Nem lembro exatamente o dia do fato, mas acredito que se tratava de uma sexta-feira à noite, isso por causa da quantidade de pessoas nas ruas e nos bares, e também porque era difícil eu ir ao bar do Lula sem ser numa sexta.
O que eu lembro eu vou contar. Lembro com muita precisão do sentimento que me tomava quando saí da sala do cinema, de toda aquela euforia e sentimento de revolta frente à fuleiragem da vida burguesa e todo seu barulho que passaram no filme. Lembro que na saída do cinema encontrei um primeiro casal de amigos, os dois sociólogos, mas não tive espaço e nem tempo pra conversar com eles, só consegui dizer “o filme é foda!”. Logo em seguida encontrei um segundo casal de amigos, ele sociólogo, ela bióloga, falávamos com tanto afeto do filme, como ele tinha dado uns bons tapas na cara de grande parte da galera burguesa que também tinham assistido a aquele filme burguês, naquela sala de cinema burguês. Falávamos de como a sociedade recifense era escrota consigo mesma; falávamos de como a vida naquele filme parecia tanto com a vida da gente e de muita gente. E ainda falávamos como era escroto o fato de uma mãe de família não poder fumar seu baseado na frente dos filhos e, mais escroto ainda, o fato dessa mulher dar uma “trepadinha” com sua máquina de lavar.
Em meio a toda aquela conversa sobre Recife e suas histórias malucas, eis que se chega mais uma amiga, outra socióloga, meu deus, livrai-nos desse mal.
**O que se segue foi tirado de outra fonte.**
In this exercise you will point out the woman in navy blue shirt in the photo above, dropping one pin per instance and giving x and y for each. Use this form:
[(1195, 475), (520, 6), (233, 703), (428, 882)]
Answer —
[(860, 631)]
Ela estava pra entrar no cinema, não pra assistir aquele filme que comentávamos, mas ia ver um filme sobre a história de uma menina de Recife, também burguesa, e suas “trepadinhas” aleatórias. Quando essa terceira amiga se chegou na roda, conversamos um pouco sobre os filmes e logo mudamos de assunto, passamos a falar então do triste caso do assassinato de um amigo de faculdade, outro sociólogo.
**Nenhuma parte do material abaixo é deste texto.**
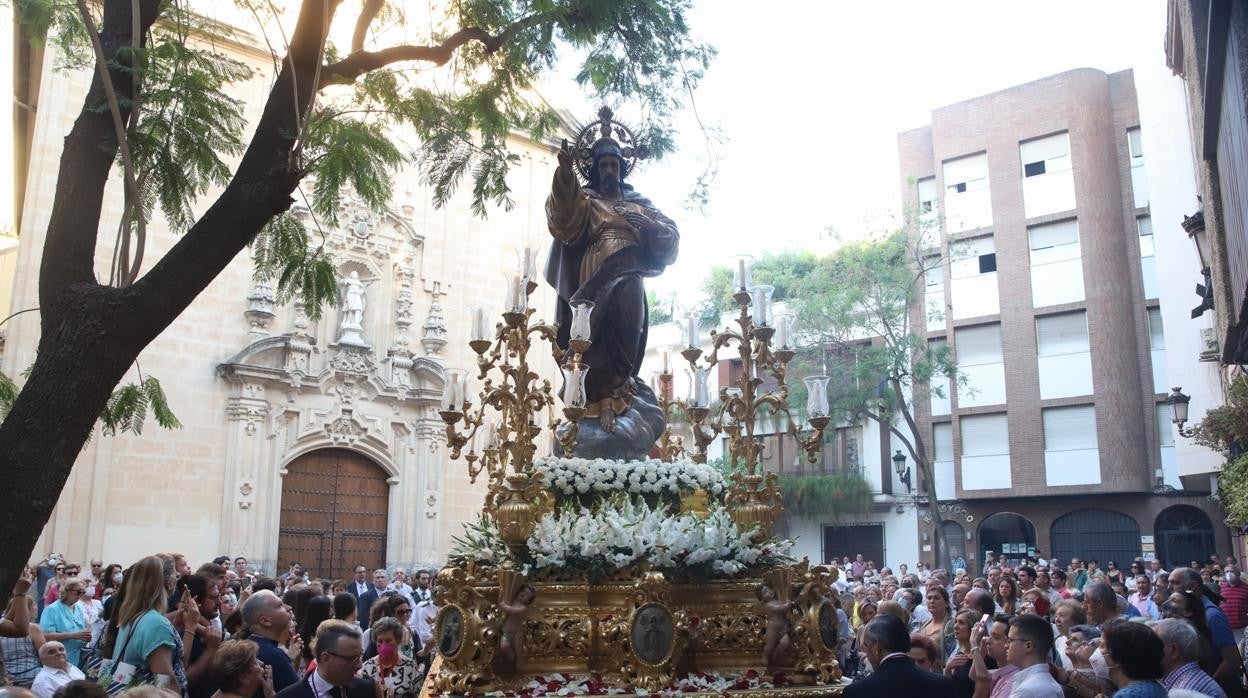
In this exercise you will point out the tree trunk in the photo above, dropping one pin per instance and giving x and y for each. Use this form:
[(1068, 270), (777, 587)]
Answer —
[(79, 363)]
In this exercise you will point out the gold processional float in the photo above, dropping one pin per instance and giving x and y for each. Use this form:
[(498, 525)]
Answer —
[(602, 576)]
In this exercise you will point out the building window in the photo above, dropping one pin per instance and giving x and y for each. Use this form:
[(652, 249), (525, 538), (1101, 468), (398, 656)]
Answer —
[(985, 452), (1071, 453), (1056, 265), (981, 360), (974, 272), (1063, 356), (940, 385), (1157, 349), (934, 294), (967, 205), (926, 195), (1138, 180), (1147, 259), (942, 467), (1048, 181)]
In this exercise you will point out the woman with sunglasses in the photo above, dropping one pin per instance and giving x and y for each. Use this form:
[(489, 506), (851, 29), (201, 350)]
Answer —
[(63, 619)]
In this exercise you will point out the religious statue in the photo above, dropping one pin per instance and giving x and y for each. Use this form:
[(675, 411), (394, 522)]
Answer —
[(775, 641), (513, 624), (352, 311), (608, 237)]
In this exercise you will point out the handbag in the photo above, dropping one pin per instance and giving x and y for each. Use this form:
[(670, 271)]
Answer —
[(105, 678)]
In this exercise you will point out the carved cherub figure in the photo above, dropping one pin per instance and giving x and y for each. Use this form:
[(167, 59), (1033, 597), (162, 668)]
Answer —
[(775, 641), (513, 626)]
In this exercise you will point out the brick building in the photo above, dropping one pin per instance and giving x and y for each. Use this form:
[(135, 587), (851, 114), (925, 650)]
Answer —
[(1048, 292)]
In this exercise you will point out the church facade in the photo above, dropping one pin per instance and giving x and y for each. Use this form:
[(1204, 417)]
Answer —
[(308, 440)]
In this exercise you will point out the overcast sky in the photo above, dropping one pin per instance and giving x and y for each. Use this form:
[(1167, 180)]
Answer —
[(811, 96)]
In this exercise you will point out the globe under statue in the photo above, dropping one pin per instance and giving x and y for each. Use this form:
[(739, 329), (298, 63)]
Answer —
[(608, 239)]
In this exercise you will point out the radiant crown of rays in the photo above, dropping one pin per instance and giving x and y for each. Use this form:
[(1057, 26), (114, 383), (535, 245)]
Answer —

O sentimento que me tomava naquele instante foi intensificado mais ainda, toda a revolta se intensificou, porque nosso amigo tinha sido encontrado morto numa praia burguesa de Recife. Por um instante ficamos calados, lembrando do nosso amigo e da forma brutal e burguesa que ele tinha sido assassinado. Voltamos a nos falar, nos despedimos e cada um seguiu seu rumo.
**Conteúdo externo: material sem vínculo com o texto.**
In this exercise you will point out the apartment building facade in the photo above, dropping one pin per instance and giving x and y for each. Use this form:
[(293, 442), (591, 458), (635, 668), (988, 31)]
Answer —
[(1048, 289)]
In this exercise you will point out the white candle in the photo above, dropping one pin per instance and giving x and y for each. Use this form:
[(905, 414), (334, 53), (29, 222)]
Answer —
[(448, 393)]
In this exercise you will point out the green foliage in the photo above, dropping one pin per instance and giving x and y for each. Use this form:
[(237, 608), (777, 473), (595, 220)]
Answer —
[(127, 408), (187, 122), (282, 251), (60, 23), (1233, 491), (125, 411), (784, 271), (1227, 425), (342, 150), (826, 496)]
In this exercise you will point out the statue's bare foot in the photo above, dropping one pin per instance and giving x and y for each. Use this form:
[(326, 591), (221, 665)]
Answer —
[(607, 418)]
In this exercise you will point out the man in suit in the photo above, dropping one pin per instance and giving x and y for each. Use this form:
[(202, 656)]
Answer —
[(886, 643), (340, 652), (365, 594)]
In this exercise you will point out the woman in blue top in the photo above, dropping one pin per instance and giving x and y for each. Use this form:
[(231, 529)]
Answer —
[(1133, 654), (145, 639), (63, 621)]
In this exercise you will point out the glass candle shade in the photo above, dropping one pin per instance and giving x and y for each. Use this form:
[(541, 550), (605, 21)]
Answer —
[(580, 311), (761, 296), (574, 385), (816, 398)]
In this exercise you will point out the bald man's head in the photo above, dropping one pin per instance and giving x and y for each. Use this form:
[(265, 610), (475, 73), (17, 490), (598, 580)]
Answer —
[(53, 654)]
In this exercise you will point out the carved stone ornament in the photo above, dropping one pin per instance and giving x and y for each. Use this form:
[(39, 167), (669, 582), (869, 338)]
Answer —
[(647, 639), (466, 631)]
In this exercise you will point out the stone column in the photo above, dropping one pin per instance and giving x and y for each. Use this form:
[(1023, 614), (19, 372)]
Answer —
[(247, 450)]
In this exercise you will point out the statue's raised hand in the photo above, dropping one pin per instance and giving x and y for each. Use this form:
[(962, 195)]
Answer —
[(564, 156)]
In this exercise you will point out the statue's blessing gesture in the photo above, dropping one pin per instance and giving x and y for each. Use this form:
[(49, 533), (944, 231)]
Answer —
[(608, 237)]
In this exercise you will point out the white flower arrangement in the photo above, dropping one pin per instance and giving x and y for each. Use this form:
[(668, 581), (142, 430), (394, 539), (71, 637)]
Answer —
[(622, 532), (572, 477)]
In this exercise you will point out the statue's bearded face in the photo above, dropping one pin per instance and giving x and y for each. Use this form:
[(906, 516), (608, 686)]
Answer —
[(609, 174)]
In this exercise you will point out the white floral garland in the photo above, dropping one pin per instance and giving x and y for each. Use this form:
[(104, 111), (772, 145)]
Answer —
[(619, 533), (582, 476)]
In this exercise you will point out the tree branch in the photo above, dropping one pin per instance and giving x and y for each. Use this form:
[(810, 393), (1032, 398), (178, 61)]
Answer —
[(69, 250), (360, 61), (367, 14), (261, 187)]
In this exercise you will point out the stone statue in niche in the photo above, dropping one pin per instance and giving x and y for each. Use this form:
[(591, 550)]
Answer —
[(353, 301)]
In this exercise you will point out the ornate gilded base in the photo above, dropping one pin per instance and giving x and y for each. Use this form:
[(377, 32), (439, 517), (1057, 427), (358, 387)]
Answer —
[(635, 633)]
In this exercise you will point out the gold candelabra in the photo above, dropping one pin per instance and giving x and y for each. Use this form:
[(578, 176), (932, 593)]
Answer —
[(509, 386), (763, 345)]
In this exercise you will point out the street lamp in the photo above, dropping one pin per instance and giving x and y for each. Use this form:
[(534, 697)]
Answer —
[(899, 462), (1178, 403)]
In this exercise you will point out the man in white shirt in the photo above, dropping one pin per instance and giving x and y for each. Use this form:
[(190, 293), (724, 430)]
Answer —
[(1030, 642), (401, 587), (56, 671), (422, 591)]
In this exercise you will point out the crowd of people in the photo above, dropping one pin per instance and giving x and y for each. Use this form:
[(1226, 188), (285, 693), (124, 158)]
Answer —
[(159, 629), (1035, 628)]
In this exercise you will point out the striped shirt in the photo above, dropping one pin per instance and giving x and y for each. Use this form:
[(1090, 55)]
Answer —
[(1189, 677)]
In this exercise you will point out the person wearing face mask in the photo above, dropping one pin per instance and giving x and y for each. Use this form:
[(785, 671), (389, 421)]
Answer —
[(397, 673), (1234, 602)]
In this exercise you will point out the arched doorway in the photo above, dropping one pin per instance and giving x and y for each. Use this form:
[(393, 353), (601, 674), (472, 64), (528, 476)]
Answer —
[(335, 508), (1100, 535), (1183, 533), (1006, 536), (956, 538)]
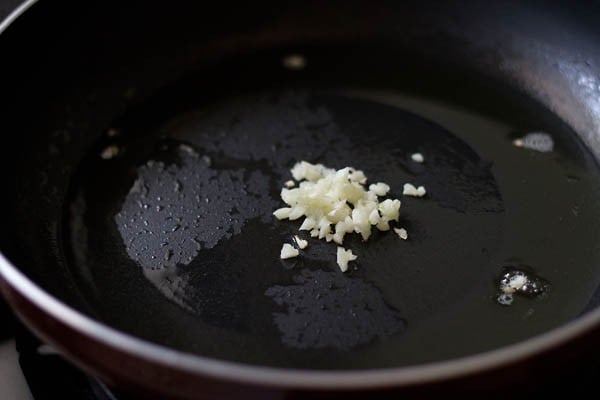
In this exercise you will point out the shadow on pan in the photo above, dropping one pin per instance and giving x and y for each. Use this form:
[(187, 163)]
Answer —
[(145, 198)]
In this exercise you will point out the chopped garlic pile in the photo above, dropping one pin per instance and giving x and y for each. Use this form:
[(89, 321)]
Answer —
[(411, 190), (402, 233), (288, 251), (343, 257), (417, 157), (334, 203)]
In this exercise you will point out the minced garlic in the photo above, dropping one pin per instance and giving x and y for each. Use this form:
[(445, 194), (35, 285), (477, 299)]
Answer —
[(334, 203)]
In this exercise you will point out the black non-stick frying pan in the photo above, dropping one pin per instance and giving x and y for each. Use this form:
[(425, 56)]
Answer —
[(146, 144)]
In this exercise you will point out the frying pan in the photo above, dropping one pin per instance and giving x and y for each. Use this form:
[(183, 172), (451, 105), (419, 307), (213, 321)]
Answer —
[(146, 145)]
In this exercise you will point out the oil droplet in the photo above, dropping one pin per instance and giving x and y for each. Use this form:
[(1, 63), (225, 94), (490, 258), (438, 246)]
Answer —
[(520, 281), (294, 62), (537, 141)]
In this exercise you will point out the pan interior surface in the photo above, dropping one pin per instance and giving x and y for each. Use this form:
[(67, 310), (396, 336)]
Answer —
[(169, 235)]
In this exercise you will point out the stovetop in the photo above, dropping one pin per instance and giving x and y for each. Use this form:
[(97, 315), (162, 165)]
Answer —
[(31, 370)]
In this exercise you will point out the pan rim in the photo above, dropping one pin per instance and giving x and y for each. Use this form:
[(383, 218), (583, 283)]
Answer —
[(289, 378), (175, 360)]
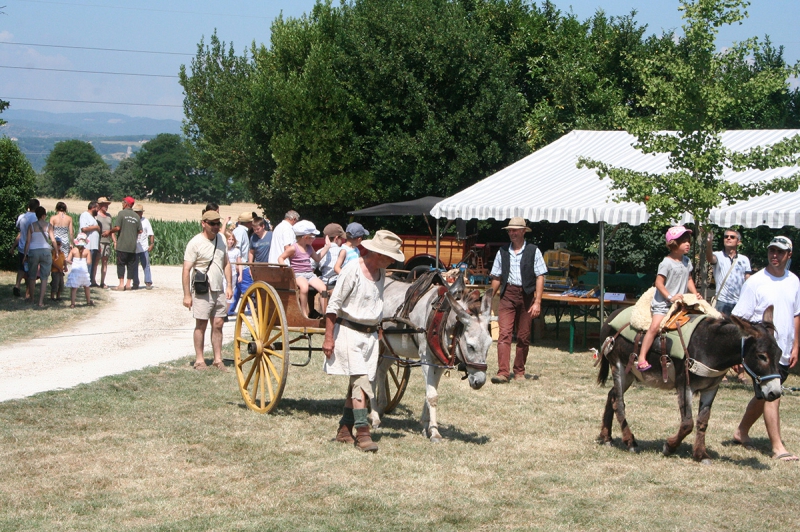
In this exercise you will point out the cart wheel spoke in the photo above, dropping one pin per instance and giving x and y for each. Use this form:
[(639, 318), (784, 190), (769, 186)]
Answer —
[(260, 368)]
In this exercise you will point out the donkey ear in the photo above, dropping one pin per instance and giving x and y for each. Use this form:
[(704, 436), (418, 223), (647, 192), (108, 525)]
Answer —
[(458, 287), (745, 326), (769, 314), (463, 315)]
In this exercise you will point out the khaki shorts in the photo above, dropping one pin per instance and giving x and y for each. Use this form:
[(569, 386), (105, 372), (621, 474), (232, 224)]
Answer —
[(208, 305)]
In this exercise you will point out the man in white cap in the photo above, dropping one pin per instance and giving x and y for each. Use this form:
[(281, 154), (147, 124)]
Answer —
[(355, 310), (777, 287), (518, 276), (207, 255), (283, 236)]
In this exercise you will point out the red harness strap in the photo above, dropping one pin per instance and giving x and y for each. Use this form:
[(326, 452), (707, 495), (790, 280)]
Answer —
[(437, 342)]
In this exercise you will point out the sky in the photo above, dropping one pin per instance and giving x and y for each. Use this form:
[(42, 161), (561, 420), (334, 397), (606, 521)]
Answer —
[(101, 36)]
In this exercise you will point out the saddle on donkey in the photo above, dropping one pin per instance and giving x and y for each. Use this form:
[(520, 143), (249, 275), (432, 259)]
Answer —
[(676, 331)]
Era sexta-feira à noite e eu estava pra me mudar de Recife, decidi ir tomar uma cerveja e tomar um caldinho de feijão com torradas no bar de Lula. Tomei meu rumo ao bar de Lula, um garçom “de primeira”. Eu tinha duas opções pra chegar ao bar, pegar um ônibus até o Parque Treze de Maio ou ir a pé. Pois bem, não há nada melhor do que caminhar em plena Avenida Conde da Boa Vista, numa provável sexta-feira à noite. Todas aquelas luzes, os vendedores de pipoca, todas aquelas paradas de ônibus bizarras e lotadas de pessoas seguindo seus rumos bizarros, todas aquelas lojas vulgares com seus produtos vulgares, sem falar naquele posto de gasolina cheio de pessoas em busca de felicidade. Continuo pensando no assassinato e naquele filme, pensando como a vida é tão o mais do mesmo. No meio do caminho há vários bares vulgares, com cervejas baratas e de péssima qualidade, cheio de garçons mal pagos e infelizes. Continuo a andar e observar toda aquela gente se entupindo de churros das carrocinhas e de cervejas baratas, até que dobro numa esquina que tem um bar muito interessante. Era o bar de Morgana, uma senhora que serve as mesas com todo carinho e afeto, mas que infelizmente eu não poderia receber esse afeto, era uma sexta-feira e eu precisava tomar aquele caldinho e comer aquelas torradas. Continuo minha caminhada. Viro uma, duas esquinas, e finalmente chego ao bar de Lula.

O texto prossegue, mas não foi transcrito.